Eklektyzm pełną gębą, chciałoby się rzec, sam Wilson zresztą podkreślał we wczesnych wywiadach wagę i świadomość tworzenia tak niejednorodnego konglomeratu. Co ciekawe i znamienne, spośród tego szalonego gąszczu dźwięków i pomysłów na ich okiełznanie, nieśmiało przebija się progresywna metoda, która określi kierunek zespołu na kilka najbliższych płyt, a nawet, mniej lub bardziej słusznie, na zawsze wrzuci Porcupine Tree do progrockowej szuflady. To właśnie najdłuższe na płycie nagrania, ponad dziesięciominutowe „It Will Rain For A Million Years”, a zwłaszcza gigantyczny klasyk w dorobku grupy, „Radioactive Toy”, można potraktować jako zapowiedź estetyki, jaką zupełnie poważny już muzyczny projekt, a potem zespół, miał przyjąć niebawem.

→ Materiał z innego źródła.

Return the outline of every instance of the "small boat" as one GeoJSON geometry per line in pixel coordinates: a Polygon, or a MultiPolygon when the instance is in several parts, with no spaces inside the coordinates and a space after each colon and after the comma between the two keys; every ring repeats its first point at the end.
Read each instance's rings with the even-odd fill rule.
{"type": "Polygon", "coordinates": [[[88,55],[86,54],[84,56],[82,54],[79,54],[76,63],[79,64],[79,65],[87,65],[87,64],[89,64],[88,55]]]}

Nastrój sennych fantazji, podświadomych fantasmagorii, wykreowany za pomocą muzyki znakomicie dopełnia warstwa liryczna płyty. Większość kompozycji śpiewanych na albumie opatrzono tekstami Alana Duffy’ego - tekściarza, który obdarzył Wilsona surrealistyczną poezją jeszcze na kilka lat zanim ten napisał do niej muzykę. Dziwaczne historie i fantastyczne postaci rodem z „Alicji w Krainie Czarów” przewijające się w tekstach, równie mocno jak muzyka potrafią przywołać ducha wczesnego Pink Floyd, wizji Syda Barretta czy generalnie brytyjskiego ruchu psychodelicznego. Całości niezwykłego charakteru „On The Sunday Of Life” dopełnia zaś okładka płyty. Kompilacja zdjęcia z lat 30. XX wieku, przedstawiającego kobietę skaczącą do basenu oraz widoku miasteczka o zachodzie słońca, stanowi doskonałe wprowadzenie do przedziwnego uniwersum wczesnego Porcupine Tree, w czym zresztą doskonale wtórują jej baśniowe ryciny z rozkładówki.
„On The Sunday Of Life”, oficjalny debiut Porcupine Tree, choć w swoich momentach zwiastuje późniejszy stylistyczny rozwój zespołu, jako całość jest raczej znakiem swojego czasu, świadectwem interesującej genezy grupy. Nie umniejsza to jednak jego wartości - to płyta jedyna w swoim rodzaju, dzieło ogromnie eklektyczne, ale ów eklektyzm traktujące jako metodę surrealistycznej ekspresji. Choć tak silnie nawiązuje do klasycznych produkcji powstałych w stanach wykrzywionej percepcji, stworzone zostało całkiem rozmyślnie i z dystansem; przez artystę nieopierzonego, ale już wyraźnie świadomego, osłuchanego i otwartego. Szkoda, że dziś płyta wydaje się być przez wielu pamiętana jedynie dzięki „Radioactive Toy”, z drugiej jednak strony elitarność „On The Sunday Of Life” na tle całego bogactwa repertuaru Porcupine Tree sprawia, że jej odrealniony, zagadkowy koloryt jest tym silniejszy, tym trudniejszy do upowszednienia i odczarowania.